La obra, narrada desde la perspectiva de Niko, un niño métis de 12 años, recrea la Resistencia del Noroeste de 1885, cuando los métis y algunas naciones originarias se alzaron en armas contra el gobierno canadiense. Ambientada en el pueblo ficticio de Lac-aux-Trois-Pistoles, la historia sigue a Niko y su primo, quienes juegan a ser cazadores de búfalos. Sin embargo, cuando los niños comienzan a desaparecer uno tras otro, la violencia irrumpe en su mundo, cuestionando su percepción de la familia, la comunidad y sí mismo.

Ante la indiferencia de las autoridades, un grupo de mujeres métis asume la búsqueda de los menores. Acampando cerca de un lago remoto, organizan patrullas armadas y estrategias para rescatar a los secuestrados y detener a los culpables. En Trataos como búfalos, Yoxall retrata una comunidad donde el cuidado mutuo y la ternura prevalecen, incluso en medio del conflicto y la tensión.

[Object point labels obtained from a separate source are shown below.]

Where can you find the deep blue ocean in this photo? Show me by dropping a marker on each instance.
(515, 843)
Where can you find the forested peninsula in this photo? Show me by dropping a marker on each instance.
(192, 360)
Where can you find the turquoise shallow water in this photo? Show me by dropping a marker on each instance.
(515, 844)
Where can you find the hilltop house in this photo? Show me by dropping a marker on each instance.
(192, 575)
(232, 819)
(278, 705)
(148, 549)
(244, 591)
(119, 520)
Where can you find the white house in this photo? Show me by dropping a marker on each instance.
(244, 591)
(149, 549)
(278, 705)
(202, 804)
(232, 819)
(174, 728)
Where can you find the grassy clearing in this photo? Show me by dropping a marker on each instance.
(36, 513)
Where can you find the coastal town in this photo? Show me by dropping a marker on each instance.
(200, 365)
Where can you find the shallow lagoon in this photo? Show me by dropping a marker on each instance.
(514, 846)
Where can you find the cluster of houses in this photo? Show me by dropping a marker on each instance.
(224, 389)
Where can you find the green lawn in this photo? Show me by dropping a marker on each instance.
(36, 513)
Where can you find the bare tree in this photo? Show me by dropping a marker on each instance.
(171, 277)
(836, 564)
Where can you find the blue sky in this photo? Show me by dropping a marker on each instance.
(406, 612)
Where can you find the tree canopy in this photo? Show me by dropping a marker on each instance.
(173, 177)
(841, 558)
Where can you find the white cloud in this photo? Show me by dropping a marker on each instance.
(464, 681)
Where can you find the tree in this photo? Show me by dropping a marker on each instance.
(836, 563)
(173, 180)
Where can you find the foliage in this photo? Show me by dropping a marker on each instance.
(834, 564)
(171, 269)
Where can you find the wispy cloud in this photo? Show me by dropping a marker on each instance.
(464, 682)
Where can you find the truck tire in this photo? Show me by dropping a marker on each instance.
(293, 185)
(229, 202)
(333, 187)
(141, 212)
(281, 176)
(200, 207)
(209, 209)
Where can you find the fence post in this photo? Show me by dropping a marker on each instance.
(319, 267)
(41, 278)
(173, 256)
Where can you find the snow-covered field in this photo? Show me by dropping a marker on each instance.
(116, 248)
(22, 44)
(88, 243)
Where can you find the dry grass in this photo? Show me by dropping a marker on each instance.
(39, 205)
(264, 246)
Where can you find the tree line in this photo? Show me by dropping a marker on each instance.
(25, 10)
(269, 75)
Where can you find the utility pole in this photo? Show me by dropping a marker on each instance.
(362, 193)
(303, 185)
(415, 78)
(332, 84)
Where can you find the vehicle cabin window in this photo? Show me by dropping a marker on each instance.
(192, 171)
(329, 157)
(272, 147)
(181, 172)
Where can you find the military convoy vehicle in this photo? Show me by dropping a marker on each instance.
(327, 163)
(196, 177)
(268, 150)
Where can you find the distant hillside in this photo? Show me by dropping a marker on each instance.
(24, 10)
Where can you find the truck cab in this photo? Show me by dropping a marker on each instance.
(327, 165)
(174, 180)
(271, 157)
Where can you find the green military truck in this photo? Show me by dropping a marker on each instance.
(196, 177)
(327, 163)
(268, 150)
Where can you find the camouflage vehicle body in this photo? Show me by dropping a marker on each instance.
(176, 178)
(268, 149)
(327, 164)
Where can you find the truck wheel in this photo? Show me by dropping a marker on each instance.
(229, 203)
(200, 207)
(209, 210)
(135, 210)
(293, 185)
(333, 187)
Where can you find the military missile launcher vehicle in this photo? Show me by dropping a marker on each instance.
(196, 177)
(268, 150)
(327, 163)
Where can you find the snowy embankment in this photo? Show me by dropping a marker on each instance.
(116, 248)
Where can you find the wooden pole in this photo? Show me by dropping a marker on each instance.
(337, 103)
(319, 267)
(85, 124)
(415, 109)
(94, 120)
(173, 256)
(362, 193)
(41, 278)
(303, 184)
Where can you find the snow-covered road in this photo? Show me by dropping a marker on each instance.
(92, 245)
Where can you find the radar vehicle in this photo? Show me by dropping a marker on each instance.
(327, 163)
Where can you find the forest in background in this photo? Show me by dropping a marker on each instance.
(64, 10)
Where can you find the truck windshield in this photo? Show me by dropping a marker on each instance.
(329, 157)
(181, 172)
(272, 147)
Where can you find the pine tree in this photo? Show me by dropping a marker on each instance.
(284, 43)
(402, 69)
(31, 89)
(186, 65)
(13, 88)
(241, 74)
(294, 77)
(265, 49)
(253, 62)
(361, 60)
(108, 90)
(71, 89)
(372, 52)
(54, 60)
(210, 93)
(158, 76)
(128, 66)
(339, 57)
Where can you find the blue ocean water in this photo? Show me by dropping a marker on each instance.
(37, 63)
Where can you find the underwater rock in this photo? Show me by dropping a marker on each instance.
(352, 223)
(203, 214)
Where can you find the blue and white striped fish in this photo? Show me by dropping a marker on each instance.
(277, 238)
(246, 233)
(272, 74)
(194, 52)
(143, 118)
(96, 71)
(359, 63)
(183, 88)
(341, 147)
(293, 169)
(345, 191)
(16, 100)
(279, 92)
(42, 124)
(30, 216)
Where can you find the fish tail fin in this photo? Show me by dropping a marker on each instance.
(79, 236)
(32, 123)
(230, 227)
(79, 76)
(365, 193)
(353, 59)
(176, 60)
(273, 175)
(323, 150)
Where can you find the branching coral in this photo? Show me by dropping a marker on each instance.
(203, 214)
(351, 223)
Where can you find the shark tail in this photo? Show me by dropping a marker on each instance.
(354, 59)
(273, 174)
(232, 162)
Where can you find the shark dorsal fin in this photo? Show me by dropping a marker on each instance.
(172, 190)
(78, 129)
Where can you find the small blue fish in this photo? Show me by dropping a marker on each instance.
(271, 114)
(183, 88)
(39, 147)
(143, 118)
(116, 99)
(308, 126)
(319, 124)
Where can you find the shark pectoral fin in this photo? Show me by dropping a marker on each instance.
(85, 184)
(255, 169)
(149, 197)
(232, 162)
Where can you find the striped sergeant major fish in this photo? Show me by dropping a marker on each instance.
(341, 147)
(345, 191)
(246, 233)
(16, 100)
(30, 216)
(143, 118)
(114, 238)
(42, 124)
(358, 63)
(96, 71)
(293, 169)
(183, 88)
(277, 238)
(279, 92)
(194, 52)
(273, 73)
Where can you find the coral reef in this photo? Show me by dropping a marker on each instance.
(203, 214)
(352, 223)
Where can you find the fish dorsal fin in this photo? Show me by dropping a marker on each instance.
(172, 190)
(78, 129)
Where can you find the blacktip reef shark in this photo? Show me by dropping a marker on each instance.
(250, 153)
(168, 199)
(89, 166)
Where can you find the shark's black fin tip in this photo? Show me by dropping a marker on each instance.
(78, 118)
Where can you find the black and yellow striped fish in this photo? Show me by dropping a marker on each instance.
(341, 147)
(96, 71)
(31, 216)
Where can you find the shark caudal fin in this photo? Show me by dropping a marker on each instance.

Inspiración y crítica al género western

Yoxall se inspiró en clásicos como Meridiano de sangre de Cormac McCarthy o La última travesía de Guy Vanderhaeghe, pero rechazó su representación de los pueblos indígenas como víctimas pasivas o estereotipos de violencia. En una entrevista, el autor cuestionó:

‘¿Qué sentido tiene esto, aparte de vernos morir?’

De esa reflexión nació Trataos como búfalos, una obra que el autor define como un ‘antiwestern’, un intento de romper con los clichés que han definido el género. Antes de su lanzamiento, hablamos con Yoxall sobre los vaqueros indígenas, la construcción de comunidad y la representación de la experiencia métis.

Entrevista: Escribir desde la identidad métis

¿Qué te llevó a escribir esta historia?

Desde pequeño, amaba los westerns porque el paisaje y la gente me resultaban familiares. Quería capturar esa sensación de asombro que me generaban, pero también la rabia. Aspiraba a mostrar a los pueblos indígenas como seres poderosos, victoriosos, y a representar algo más auténtico para mi familia y mi origen. Quería escribir una historia de la que pudiéramos sentirnos orgullosos, donde aportáramos nuestra propia perspectiva a la historia.

La Nación Métis no ganó su conflicto con Canadá, pero eso no significa que no tengamos historias de resistencia y dignidad. En Trataos como búfalos, quise mostrar esa fuerza colectiva, especialmente a través de las mujeres métis, que en la novela toman las riendas para proteger a su comunidad.